Answer
Absolute maximum at (3,113)
Absolute minimum at (0,5)
Work Step by Step
Original equation:$ f(x)=5+54x−2x^{3}$ on the interval $[0,4]$
To find the absolute maximum and minimum, we first need to find all the critical points of the function, as the local extrema might be the absolute extrema. Critical points of a function occur when a function's derivative is undefined or the derivative is zero.
In this case, we see that the function is a polynomial, which means it is defined on all intervals from $(−\infty,\infty)$. Therefore, we need to set the derivative to zero.
Finding the derivative of the function through the power rule:
$f′(x)=54-6x^{2}$
Then, we set this derivative to zero and solve for x using elementary algebra. We see that the critical point occurs when x=2
$54-6x^{2}=0$
$6x^{2}=54$
$x^{2}=9$
$x=3, -3$
In our given interval $[0,4]$, the only critical point we will consider is when $x=3$ as $x=-3$ is outside of our given interval.

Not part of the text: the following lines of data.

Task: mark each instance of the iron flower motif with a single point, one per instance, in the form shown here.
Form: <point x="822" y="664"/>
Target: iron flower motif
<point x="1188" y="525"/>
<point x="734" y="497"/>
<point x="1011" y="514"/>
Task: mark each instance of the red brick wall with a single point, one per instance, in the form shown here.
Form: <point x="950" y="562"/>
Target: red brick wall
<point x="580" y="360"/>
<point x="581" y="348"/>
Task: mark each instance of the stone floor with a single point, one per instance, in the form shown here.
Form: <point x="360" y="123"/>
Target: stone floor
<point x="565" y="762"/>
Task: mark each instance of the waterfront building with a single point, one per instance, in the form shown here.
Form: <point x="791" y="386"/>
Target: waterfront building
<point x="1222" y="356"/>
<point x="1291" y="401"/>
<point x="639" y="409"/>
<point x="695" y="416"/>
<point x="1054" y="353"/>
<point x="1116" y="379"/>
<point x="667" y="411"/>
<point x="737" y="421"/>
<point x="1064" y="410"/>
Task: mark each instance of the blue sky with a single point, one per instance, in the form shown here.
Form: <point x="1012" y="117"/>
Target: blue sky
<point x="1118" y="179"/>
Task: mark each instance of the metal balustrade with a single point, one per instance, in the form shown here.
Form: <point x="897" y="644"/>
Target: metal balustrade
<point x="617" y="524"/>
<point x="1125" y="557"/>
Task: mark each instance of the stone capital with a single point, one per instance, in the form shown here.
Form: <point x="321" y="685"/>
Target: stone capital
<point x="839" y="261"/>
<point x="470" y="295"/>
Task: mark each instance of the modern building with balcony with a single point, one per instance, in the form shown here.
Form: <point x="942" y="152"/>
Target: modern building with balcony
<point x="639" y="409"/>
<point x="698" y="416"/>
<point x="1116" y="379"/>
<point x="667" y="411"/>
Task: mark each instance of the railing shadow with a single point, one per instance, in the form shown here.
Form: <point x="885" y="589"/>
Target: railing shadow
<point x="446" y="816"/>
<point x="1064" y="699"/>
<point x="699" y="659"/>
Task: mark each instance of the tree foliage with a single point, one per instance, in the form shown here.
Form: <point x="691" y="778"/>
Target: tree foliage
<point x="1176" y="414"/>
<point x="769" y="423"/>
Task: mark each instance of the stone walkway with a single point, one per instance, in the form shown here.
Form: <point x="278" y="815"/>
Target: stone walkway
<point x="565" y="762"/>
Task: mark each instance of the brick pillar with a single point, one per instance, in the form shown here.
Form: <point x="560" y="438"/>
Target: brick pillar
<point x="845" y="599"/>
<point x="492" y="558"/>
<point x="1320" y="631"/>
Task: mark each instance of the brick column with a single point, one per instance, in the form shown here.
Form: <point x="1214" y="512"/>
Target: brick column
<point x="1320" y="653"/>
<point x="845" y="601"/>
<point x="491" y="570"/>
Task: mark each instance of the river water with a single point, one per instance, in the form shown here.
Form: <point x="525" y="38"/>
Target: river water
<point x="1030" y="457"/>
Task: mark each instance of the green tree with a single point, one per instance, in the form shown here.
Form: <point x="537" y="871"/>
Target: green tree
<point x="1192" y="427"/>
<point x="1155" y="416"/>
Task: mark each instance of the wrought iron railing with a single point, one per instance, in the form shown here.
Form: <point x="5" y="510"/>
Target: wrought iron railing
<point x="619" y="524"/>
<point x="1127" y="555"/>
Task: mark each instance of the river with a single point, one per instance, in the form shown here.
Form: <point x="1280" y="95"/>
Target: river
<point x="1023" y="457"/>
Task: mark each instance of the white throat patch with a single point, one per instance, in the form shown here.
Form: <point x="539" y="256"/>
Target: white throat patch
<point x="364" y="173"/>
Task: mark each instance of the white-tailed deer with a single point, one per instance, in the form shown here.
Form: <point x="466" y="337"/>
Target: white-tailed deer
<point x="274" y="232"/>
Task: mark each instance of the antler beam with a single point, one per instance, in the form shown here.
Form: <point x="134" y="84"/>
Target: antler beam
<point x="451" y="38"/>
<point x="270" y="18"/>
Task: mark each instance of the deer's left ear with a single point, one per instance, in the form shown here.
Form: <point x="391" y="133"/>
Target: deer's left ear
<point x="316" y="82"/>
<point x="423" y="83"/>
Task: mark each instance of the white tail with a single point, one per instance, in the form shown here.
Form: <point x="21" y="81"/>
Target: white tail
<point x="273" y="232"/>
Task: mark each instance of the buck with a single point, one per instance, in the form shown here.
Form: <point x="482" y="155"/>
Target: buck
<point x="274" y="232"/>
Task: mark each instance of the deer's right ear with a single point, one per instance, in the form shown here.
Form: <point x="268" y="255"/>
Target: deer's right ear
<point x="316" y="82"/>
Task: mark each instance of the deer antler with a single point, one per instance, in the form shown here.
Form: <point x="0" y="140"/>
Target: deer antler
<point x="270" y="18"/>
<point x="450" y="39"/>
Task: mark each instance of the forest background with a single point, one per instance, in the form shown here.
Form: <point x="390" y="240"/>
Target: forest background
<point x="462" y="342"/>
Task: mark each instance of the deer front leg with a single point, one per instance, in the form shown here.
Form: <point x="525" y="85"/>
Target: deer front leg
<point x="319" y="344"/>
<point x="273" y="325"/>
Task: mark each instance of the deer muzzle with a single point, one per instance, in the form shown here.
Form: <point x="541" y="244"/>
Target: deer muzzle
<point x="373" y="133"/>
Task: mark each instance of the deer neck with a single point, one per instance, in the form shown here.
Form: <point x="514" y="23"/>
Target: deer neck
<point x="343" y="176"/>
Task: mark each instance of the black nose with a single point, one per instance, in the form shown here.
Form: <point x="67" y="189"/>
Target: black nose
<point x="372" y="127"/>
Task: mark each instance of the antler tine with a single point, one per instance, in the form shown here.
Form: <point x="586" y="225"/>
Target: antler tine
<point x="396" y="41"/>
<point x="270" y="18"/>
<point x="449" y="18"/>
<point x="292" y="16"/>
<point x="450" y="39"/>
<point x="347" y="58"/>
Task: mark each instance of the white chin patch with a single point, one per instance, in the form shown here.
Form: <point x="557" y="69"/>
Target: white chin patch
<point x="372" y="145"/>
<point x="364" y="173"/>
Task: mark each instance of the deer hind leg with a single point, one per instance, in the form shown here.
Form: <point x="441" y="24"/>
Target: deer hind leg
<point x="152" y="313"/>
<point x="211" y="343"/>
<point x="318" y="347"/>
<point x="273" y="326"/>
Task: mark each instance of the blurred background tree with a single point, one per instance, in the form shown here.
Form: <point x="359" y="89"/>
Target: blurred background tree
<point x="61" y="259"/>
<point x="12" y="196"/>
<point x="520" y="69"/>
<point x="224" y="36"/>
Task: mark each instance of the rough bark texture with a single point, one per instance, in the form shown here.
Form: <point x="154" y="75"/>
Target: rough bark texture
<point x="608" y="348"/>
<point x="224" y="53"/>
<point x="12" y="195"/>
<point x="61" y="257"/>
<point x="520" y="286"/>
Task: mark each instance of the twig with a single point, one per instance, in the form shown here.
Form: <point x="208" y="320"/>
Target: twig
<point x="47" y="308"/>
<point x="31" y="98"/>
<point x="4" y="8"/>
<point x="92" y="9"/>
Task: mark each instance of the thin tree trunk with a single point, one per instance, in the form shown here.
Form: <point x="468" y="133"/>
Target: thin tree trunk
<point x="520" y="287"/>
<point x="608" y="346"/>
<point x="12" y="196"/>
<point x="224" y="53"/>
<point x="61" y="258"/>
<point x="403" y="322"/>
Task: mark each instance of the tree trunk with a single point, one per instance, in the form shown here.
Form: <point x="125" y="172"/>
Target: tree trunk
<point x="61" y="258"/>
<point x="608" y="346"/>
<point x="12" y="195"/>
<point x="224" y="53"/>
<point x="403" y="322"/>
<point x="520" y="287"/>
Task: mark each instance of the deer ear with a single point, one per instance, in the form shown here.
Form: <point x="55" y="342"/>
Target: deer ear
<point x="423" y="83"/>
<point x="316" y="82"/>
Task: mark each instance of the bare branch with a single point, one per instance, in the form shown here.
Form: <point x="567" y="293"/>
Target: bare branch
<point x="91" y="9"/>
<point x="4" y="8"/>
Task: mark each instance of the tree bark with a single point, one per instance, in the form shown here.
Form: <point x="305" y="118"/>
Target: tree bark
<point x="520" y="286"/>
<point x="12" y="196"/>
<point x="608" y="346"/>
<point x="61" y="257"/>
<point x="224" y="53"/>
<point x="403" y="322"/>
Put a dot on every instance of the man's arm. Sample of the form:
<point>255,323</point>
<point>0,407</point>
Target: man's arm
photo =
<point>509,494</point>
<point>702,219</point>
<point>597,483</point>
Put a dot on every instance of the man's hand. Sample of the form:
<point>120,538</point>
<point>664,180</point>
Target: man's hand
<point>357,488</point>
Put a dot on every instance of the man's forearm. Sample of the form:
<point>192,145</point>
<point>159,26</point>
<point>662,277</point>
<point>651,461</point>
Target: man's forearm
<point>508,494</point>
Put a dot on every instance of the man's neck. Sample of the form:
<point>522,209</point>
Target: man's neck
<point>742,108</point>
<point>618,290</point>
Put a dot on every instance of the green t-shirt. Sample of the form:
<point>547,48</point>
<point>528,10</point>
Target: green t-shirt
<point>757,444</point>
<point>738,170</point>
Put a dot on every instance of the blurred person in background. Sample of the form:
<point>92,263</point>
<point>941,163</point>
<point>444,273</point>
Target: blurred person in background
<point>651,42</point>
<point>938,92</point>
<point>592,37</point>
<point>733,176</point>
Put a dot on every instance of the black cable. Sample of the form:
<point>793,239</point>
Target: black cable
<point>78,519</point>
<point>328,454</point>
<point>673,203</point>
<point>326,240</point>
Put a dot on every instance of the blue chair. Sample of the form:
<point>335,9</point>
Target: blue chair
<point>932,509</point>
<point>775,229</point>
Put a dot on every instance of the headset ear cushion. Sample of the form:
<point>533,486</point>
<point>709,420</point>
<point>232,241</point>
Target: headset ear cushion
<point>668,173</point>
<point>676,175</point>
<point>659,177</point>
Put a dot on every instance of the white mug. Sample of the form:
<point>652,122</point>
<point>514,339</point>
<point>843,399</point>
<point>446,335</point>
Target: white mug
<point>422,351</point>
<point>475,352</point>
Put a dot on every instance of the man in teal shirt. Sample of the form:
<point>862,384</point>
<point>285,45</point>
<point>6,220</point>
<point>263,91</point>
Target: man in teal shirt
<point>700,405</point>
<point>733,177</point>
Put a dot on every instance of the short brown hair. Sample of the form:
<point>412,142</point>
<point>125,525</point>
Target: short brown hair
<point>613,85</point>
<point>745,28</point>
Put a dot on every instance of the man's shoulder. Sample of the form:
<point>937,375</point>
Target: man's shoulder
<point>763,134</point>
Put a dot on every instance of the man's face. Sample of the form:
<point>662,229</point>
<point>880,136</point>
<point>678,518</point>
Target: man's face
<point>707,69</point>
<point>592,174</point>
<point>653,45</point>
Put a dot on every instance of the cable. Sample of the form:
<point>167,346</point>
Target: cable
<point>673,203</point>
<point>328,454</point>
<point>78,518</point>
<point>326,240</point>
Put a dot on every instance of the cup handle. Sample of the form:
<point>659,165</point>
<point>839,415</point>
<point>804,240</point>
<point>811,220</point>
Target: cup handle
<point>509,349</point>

Now we have three possible points of where a absolute minimum or maximum may occur: the critical point $x=3$, as well as the two endpoints of the interval, where $x=0,4$. To find which one of these is an absolute extrema vs a local extrema, we plug these x values back into the original equation and see what we get.
$f(0)=5+54(0)−2(0)^{3}=5$
$f(3)=5+54(3)−2(3)^{3}=113$
$f(4)=5+54(4)−2(4)^{3}=93$
Of the three values, we see that the minimum y value occurs when x=0 and the maximum y value occurs when x=3. Therefore, we have an absolute maximum at $(3,113)$ and an absolute minimum at $(0,5)$.